La jurisprudencia es variada, está claro. Pero el caso es que vamos hacia una época de política como representación, como performance, en que se va a multiplicar la desobediencia civil, la protesta no violenta. Rodear congresos, retirar bustos, pitar himnos, amamantar bebés en sitios insólitos (e incómodos), cacerolear, hacer uves y cadenas humanas, escraches, y una amplia gama de actos más o menos ingeniosos y más o menos agresivos van a desempeñar un papel cada vez más importante.
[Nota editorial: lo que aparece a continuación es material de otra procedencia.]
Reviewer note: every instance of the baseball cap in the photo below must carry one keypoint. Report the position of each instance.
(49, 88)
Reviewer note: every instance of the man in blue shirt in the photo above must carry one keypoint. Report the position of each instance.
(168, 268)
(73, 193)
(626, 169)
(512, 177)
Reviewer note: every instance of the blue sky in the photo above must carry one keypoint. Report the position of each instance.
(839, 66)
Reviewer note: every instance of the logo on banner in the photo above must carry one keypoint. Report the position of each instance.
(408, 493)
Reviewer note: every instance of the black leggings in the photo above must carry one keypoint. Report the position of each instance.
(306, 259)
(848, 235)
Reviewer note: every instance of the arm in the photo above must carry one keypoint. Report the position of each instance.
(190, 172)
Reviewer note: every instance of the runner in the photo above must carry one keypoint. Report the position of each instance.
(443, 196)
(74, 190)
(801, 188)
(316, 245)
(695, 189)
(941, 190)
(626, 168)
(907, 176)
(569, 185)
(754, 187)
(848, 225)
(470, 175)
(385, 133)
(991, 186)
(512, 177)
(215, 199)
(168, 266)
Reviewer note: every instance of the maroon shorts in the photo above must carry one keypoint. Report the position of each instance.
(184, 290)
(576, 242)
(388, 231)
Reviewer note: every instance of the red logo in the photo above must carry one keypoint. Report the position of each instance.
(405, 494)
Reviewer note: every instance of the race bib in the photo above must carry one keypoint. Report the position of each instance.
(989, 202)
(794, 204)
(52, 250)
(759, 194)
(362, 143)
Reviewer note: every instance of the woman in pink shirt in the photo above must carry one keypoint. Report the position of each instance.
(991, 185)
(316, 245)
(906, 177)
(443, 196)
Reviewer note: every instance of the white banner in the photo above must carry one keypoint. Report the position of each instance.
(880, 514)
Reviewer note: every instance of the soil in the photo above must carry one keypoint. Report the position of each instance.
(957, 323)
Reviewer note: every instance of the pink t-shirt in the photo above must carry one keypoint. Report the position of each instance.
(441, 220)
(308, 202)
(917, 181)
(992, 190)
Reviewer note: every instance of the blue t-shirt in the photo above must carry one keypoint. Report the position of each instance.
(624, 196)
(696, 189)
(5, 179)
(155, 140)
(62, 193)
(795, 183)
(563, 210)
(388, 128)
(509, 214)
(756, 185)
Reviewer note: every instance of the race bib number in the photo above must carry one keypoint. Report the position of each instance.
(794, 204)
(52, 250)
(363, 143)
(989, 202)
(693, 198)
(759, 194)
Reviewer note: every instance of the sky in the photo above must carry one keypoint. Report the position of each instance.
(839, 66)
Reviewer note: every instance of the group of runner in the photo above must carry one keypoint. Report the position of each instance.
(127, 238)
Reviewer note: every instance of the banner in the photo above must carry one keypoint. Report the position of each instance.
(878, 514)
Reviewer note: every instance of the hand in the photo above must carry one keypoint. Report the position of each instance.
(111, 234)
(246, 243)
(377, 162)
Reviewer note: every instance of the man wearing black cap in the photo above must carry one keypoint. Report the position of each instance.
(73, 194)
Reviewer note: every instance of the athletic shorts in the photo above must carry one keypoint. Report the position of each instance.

No se trata tanto de lo que es permisible y lo que no, eso lo decide la ley, sino de contrarrestar el efecto buscado: resistencia pacífica a la protesta pacífica, disenso civil de la desobediencia civil.
También de proteger algunos símbolos y el patrimonio inmaterial (en general, las banderas están mucho más protegidas que los himnos). Un ejemplo de solución exitosa es el famoso minuto de silencio de homenaje fúnebre previo a la celebración de un partido de fútbol. Se comprobó que era el momento que algunos desaprensivos aprovechaban para lanzar alaridos y que los escuchara todo el estadio, de modo que ahora se pone música clásica y se ha acortado la duración (así que el minuto de silencio paradójicamente ni dura un minuto ni es silente).
En definitiva, hay protestas que no se deben sancionar, porque son sanciones que debilitan a quien las impone, pero se pueden desactivar. Se pueden hacer muchas cosas, de hecho. Que en la siguiente final de Copa entre el Athletic de Bilbao y el Barça se convoque una pitada en defensa del himno liderada por el rey; así todos, críticos y defensores de la marcha de granaderos, se unirán en un inmenso y estridente pitido de récord Guinness. Que en Barcelona se lance la próxima diada la campaña “Ni un indepe sin abrazo” y jóvenes de toda España recorran la Uve, la Equis o la letra que toque repartiendo abrazos. Que en el Congreso los diputados no tengan sitio fijo sino que se mezclen en alegre compañía, que el roce hace el cariño. Y ya puestos que algún diputado del pp vaya con rastas al Congreso, y alguno de Podemos con traje y corbata. Porque quienes solo se saben defender desde el código penal están condenados a acabar incumpliéndolo, y el ingenio y el sentido del humor, que son patrimonio de todos, a menudo resultan defensas más sólidas que pretendidas solemnidades que solo subrayan lo desnudo que está el emperador. ~
Miguel Aguilar (Madrid, 1976) es director editorial de Debate, Taurus y Literatura Random House.